Friday, May 2, 2014

Musical words and verbal music


I am late to the party for Lawrence Kramer’s Why Classical Music Still Matters (Berkeley: University of California Press, 2007). But, hey, only seven years late!

Kramer is the author of Interpreting Music, which factors into my thesis. I knew about Why Classical Music Still Matters, which—as it turns out—is sort of the accessible edition of Interpreting Music. (OK, that may be a gross misrepresentation.) Kramer’s contribution to my thesis is a philosophical/musicological argument that music may be subject to interpretation under certain carefully bounded conditions. In short, music is on its own terms; but sometimes music cannot be understood solely on the basis of a technical analysis . . . something non-musical may also be going on. The music might just mean something.

In Why Classical Music Still Matters, the author addresses specifically music written since the mid-eighteenth century, our “Classical” music (Haydn, Mozart, Beethoven) and “classical” music (art/concert music in the wake of those eighteenth-century masters). From this period on, he asserts, music was written primarily to be listened to. And (again, all too briefly stated in this post) “classical music still matters,” in no small part, because it helps us develop the skill of sustained listening.

But today I want to highlight a specific comment Kramer makes about “song,” specifically the nineteenth century art song. Franz Schubert set the standard for the Romantic art song (the Lied), effectively pairing poetic lyrics sung with piano accompaniments that serve as equal partners: equal in musical importance, equal in story-telling, equal in suggesting meaning.

“The result is neither a dialogue nor a synthesis, although it may have elements of both; perhaps it is best called a concurrence. In the vocabulary favored by Kierkegaard—Schubert’s younger contemporary—the song simultaneously makes words more musical and music more verbal. Words, which belong to the sphere of reflection, take on the quality of sensuous and emotional immediacy proper to music, while music assumes the free intelligibility of thought.” (Kramer, Why Classical Music Still Matters, 116. Emphasis added)
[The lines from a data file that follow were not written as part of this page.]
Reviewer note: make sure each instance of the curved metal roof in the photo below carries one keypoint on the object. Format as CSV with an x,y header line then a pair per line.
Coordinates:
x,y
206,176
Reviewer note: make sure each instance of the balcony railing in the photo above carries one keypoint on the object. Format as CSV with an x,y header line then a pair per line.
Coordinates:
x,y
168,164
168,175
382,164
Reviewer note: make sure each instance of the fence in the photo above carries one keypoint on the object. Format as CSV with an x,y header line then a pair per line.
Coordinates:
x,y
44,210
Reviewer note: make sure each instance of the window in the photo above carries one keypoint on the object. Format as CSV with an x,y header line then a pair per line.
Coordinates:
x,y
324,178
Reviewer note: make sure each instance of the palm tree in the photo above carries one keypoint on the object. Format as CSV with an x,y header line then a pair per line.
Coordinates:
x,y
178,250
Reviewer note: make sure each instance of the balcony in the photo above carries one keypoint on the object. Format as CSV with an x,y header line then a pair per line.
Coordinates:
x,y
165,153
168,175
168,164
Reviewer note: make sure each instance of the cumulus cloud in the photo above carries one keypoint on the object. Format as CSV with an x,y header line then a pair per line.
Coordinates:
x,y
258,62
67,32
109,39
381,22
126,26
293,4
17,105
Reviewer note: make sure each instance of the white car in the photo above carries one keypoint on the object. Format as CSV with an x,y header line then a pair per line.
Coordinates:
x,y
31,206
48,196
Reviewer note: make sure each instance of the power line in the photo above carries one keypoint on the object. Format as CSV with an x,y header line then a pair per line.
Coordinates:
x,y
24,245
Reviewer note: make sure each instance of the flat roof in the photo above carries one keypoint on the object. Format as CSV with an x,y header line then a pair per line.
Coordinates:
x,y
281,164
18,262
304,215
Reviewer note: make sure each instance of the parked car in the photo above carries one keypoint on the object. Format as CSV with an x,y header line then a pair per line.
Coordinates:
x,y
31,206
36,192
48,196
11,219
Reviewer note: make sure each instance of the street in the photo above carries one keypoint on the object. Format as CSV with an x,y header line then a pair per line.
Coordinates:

Here is another way to think through what I’m trying to say about why the music matters in what we sing in church. If music can be more (or less) verbal, then I want to be attentive to what music is doing in its concurrence with the words we sing. I want to give adequate credit to what may be an equal partnership between words and notes. Does this or that tune, one or the other accompaniment, sell its partner short, or lead it into a fuller depth of meaning?